Here, each line that’s passed to cut is being split on spaces into fields, and then the third field to the last field is being printed. The total number of fields may be different per input line. With sed we can accomplish the same task in a much more complex manner:

  1. $ sed -rn 's/^CHAPTER ([IVXLCDM]{1,})\. (.*)$/\2/p' alice.txt > /dev/null

(Since the output is the same it’s omitted by redirecting it to /dev/null.) This approach uses a regular expression and a back reference. Here, sed also takes over the work done by grep. This complex approach is only advisable when a simpler one would not work. For example, if chapter was ever part of the text itself and not just used to indicate the start of a new chapter. Of course there are many levels of complexity which would have worked around this, but this was to illustrate an extremely strict approach. In practice, the challenge is to find a good balance between complexity and flexibility.

It’s worth noting that cut can also split on characters positions. This is useful for when you want to extract (or remove) the same set of characters per input line:

  1. $ grep -i chapter alice.txt | cut -c 9-
  2. I. Down the Rabbit-Hole
  3. II. The Pool of Tears
  4. III. A Caucus-Race and a Long Tale
  5. IV. The Rabbit Sends in a Little Bill
  6. V. Advice from a Caterpillar
  7. VI. Pig and Pepper
  8. VII. A Mad Tea-Party
  9. VIII. The Queen's Croquet-Ground
  10. IX. The Mock Turtle's Story
  11. X. The Lobster Quadrille
  12. XI. Who Stole the Tarts?
  13. XII. Alice's Evidence

grep has a great feature that outputs every match onto a separate line:

  1. $ < alice.txt grep -oE '\w{2,}' | head
  2. Project
  3. Gutenberg
  4. Alice
  5. Adventures
  6. in
  7. Wonderland
  8. by
  9. Lewis
  10. Carroll
  11. This

But what if we wanted to create a data set of all the words that start with an a and end with an e. Well, of course there’s a pipeline for that too:

  1. $ < alice.txt tr '[:upper:]' '[:lower:]' | grep -oE '\w{2,}' |
  2. > grep -E '^a.*e$' | sort | uniq -c | sort -nr |
  3. > awk '{print $2","$1}' | header -a word,count | head | csvlook
  4. |-------------+--------|
  5. | word | count |
  6. |-------------+--------|
  7. | alice | 403 |
  8. | are | 73 |
  9. | archive | 13 |
  10. | agree | 11 |
  11. | anyone | 5 |
  12. | alone | 5 |
  13. | age | 4 |
  14. | applicable | 3 |
  15. | anywhere | 3 |
  16. | alive | 3 |
  17. |-------------+--------|

5.2.3 Replacing and Deleting Values

You can use the command-line tool tr, which stands for translate, to replace individual characters.

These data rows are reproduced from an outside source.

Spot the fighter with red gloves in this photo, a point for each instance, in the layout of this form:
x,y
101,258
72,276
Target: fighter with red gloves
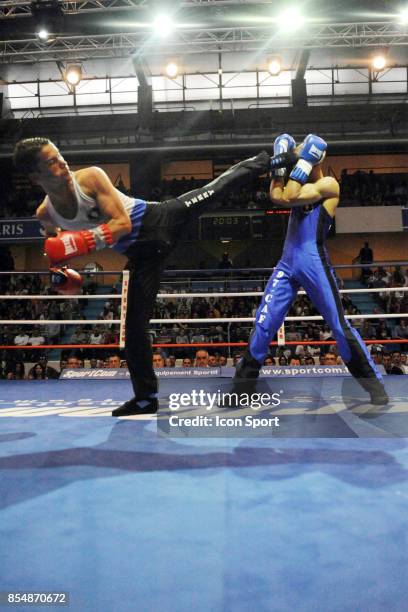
x,y
94,215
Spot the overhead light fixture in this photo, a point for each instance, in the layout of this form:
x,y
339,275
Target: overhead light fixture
x,y
43,34
274,66
379,61
172,70
163,25
73,74
48,16
290,20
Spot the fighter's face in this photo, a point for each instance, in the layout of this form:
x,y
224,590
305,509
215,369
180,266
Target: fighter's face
x,y
51,165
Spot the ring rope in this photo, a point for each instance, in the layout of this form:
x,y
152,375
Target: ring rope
x,y
115,296
191,344
218,271
402,315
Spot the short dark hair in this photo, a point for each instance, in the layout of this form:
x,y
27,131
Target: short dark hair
x,y
25,154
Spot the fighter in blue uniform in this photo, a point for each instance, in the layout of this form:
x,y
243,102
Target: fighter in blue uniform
x,y
305,263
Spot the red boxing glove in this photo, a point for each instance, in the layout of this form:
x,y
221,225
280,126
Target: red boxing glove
x,y
67,245
65,281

For example, spaces can be replaced by underscores as follows:

  1. $ echo 'hello world!' | tr ' ' '_'
  2. hello_world!

If more than one character needs to be replaced, then you can combine that:

  1. $ echo 'hello world!' | tr ' !' '_?'
  2. hello_world?

tr can also be used to delete individual characters by specifying the argument -d:

  1. $ echo 'hello world!' | tr -d -c '[a-z]'
  2. helloworld

Here, we’ve actually used two more features. First we’ve specified a set of characters (all lowercase letters). Second we’ve indicated that the complement -c should be used. In other words, this command only retains lowercase letters. We can even use tr to convert our text to uppercase:

  1. $ echo 'hello world!' | tr '[a-z]' '[A-Z]'
  2. HELLO WORLD!
  3. $ echo 'hello world!' | tr '[:lower:]' '[:upper:]'
  4. HELLO WORLD!

The latter command is preferable because that also handles non-ASCII characters. If you need to operate on more than individual characters, then you may find sed useful. We’ve already seen an example of sed with extracting the chapter headings from Alice in Wonderland. Extracting, deleting, and replacing is actually all the same operation in sed. You just specify different regular expressions. For example, to change a word, remove repeated spaces, and remove leading spaces:

  1. $ echo ' hello world!' | sed -re 's/hello/bye/;s/\s+/ /g;s/\s+//'
  2. bye world!

The argument -g stands for global, meaning that the same command can be applied more than once on the same line. We do not need that with the second command, which removes leading spaces. Note that regular expressions of the first and the last command could have been combined into one regular expression.